AUTHOR=Wang Pengzhen , Zhu Pingping , Yu Chaosheng , Wu Jian TITLE=The Proliferation and Stemness of Peripheral Blood-Derived Mesenchymal Stromal Cells Were Enhanced by Hypoxia JOURNAL=Frontiers in Endocrinology VOLUME=13 YEAR=2022 URL=https://www.frontiersin.org/journals/endocrinology/articles/10.3389/fendo.2022.873662 DOI=10.3389/fendo.2022.873662 ISSN=1664-2392 ABSTRACT=

This study aimed to address the dilemma of low peripheral blood-derived mesenchymal stromal cell (PBMSC) activity and reduced phenotype in bone or cartilage tissue engineering.
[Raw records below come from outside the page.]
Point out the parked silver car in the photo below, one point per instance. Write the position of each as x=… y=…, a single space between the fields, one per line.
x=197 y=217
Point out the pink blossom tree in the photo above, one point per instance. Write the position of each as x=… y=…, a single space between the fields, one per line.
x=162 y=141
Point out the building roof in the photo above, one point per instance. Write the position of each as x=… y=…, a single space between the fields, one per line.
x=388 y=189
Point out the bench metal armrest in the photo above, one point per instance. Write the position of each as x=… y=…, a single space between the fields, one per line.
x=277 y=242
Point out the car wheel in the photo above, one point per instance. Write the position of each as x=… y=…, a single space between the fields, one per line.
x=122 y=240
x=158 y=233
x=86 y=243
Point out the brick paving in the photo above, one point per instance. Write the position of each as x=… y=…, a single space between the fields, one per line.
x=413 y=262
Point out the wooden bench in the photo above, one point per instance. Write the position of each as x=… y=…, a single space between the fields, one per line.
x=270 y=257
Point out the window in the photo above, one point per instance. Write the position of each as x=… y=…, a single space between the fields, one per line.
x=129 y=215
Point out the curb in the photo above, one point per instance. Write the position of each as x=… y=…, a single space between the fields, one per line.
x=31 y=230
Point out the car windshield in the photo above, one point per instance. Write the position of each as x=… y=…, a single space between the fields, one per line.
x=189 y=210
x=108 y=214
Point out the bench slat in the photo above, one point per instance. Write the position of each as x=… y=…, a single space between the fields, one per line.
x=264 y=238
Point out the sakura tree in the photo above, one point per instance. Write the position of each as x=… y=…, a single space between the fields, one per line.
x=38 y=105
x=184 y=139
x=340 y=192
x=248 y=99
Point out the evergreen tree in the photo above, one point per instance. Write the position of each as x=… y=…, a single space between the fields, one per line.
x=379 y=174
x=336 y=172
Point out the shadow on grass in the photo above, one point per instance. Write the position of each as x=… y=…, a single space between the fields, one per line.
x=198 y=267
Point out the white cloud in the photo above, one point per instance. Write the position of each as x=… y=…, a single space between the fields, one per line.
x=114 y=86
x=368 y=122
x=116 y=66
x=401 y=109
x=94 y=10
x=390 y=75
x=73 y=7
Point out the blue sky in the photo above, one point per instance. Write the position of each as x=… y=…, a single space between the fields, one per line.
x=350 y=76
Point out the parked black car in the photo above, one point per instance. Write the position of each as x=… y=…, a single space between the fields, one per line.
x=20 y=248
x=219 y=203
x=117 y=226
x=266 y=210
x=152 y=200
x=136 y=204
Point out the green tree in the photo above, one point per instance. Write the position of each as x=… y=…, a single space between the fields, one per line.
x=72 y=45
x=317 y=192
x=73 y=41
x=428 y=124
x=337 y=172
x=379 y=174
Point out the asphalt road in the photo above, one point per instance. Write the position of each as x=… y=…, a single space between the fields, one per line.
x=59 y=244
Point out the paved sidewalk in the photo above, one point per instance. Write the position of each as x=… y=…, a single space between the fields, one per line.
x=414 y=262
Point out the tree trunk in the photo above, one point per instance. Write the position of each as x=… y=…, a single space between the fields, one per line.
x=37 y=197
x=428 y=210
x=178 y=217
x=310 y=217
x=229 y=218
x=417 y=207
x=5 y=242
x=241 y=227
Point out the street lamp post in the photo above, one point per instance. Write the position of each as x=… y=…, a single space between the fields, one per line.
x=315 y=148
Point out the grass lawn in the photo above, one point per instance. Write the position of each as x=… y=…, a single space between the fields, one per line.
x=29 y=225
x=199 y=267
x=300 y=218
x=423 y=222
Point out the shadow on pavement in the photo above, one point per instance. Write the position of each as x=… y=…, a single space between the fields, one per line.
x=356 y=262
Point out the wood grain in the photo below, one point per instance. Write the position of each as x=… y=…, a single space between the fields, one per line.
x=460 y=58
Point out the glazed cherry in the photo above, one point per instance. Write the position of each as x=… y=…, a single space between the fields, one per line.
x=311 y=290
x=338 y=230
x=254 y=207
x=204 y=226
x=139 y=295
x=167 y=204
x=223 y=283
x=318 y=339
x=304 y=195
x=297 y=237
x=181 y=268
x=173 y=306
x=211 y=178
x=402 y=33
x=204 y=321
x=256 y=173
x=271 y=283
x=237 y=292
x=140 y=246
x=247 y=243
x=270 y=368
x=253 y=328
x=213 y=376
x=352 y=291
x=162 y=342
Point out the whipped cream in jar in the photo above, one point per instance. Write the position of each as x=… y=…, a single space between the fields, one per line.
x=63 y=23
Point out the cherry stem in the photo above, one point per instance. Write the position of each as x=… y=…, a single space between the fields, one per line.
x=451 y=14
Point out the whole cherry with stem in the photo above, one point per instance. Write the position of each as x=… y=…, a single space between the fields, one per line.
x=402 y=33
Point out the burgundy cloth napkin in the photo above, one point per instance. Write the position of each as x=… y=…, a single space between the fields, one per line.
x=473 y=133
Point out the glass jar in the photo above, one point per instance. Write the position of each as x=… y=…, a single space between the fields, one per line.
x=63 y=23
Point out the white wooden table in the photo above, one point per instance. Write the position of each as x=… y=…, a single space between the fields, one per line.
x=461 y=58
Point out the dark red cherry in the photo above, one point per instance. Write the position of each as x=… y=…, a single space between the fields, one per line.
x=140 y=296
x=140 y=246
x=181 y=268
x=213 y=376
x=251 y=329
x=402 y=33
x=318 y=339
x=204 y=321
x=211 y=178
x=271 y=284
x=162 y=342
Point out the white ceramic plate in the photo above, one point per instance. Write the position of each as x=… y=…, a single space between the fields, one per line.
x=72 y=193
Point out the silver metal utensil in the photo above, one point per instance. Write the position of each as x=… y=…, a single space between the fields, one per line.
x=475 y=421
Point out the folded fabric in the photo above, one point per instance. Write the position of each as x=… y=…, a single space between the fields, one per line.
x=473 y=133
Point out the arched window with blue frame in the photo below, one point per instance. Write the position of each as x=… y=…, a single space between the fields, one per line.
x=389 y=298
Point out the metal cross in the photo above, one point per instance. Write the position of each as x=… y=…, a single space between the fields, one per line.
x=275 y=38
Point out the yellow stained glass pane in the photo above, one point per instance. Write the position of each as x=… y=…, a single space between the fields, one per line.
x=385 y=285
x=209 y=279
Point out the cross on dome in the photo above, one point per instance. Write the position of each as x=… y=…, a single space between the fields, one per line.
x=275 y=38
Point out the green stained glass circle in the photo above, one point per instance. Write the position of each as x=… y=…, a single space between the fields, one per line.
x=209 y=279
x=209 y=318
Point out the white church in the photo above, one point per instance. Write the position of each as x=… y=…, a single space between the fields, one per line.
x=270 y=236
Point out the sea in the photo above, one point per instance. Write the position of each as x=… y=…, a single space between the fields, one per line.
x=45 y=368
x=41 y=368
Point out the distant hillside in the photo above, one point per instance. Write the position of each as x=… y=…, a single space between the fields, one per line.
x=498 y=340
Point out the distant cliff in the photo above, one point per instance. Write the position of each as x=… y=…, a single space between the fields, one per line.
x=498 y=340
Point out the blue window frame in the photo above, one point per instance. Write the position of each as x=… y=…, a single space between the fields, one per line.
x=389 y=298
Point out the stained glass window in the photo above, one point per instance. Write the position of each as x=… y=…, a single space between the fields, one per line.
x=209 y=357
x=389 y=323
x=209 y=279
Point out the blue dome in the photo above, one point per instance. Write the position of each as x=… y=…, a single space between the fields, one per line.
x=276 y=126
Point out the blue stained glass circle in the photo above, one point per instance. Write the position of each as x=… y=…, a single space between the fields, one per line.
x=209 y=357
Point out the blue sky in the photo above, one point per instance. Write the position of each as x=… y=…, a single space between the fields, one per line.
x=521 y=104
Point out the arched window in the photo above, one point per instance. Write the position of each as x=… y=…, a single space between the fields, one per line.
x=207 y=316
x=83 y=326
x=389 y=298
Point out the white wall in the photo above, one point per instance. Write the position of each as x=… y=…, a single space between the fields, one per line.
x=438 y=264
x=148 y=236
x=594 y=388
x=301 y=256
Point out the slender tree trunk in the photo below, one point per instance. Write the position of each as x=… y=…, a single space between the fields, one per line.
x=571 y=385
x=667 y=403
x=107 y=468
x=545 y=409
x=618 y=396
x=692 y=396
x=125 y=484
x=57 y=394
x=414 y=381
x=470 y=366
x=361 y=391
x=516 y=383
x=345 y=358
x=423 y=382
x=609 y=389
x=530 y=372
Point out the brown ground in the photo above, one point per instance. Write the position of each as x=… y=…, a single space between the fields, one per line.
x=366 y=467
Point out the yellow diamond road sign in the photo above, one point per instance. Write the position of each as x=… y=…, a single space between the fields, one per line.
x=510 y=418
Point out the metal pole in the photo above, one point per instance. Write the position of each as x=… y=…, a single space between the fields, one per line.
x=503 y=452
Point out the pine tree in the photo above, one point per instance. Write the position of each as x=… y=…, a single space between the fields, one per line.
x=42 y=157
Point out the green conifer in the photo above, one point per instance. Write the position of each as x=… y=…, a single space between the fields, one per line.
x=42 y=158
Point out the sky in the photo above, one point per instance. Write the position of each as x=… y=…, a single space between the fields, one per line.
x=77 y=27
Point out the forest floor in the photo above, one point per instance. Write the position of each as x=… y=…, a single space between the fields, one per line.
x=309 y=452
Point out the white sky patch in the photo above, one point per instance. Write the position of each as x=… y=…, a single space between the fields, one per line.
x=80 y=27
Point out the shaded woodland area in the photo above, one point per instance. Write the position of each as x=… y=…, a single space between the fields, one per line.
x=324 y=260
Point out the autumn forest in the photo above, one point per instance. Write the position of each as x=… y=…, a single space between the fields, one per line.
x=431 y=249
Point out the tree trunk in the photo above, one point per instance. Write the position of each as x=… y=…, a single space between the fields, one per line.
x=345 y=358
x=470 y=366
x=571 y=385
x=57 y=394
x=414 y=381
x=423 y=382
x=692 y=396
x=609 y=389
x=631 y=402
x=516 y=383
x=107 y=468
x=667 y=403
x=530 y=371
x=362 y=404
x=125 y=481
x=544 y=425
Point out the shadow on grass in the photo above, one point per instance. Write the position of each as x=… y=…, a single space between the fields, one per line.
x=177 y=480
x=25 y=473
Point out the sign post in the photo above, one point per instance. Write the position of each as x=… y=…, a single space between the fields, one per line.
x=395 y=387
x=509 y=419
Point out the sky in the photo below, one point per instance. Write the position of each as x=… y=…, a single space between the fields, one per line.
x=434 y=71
Rat PBMSCs (rPBMSCs) were obtained by density gradient centrifugation, and stromal cell characteristics were confirmed by flow cytometry (FCM) and multi-differentiation potential induction experiments. Cell growth curve, viability experiments, and clone formation experiments were performed by [3-(4,5-dimethylthiazol-2-yl)-5-(3-carboxymethoxyphenyl)-2-(4-sulfophenyl)-2H-tetrazolium] (MTS) and cell counting, and the cell cycle was confirmed by cell FCM. The proliferation signal pathway and stemness-related proteins were detected by molecular methods including Western blot and real-time polymerase chain reaction. CD73, CD90, and CD105 were highly expressed, and CD14, CD19, CD34, CD45, and HLA-DR were barely expressed in rPBMSCs. rPBMSCs possessed the potential to differentiate into chondrocytes, adipocytes, and osteoblasts under their respective induction conditions. Cell growth curve and viability experiments were performed under hypoxic conditions: 19% O2, 5% O2, and 1% O2. Specifically, 5% O2 accelerated the proliferation and expression of the stemness of PBMSCs. Cycle experiments proved that hypoxia promoted the cell transition from the G1 phase to the S phase. Molecular experiments confirmed that 5% O2 hypoxia significantly elevated the expressions of hypoxia-inducible factor 1α and β-catenin and simultaneously the expressions of cycle-related genes including CyclinE/CDK2 and stemness-related genes including Nanog and SOX2. The appropriate concentration of hypoxia (i.e., 5% O2) enhanced the proliferation and stemness of rPBMSCs and increased the multidirectional differentiation potential of stromal cells. The proposed culture method could improve the viability and maintain the phenotype of rPBMSCs in cartilage or bone tissue engineering.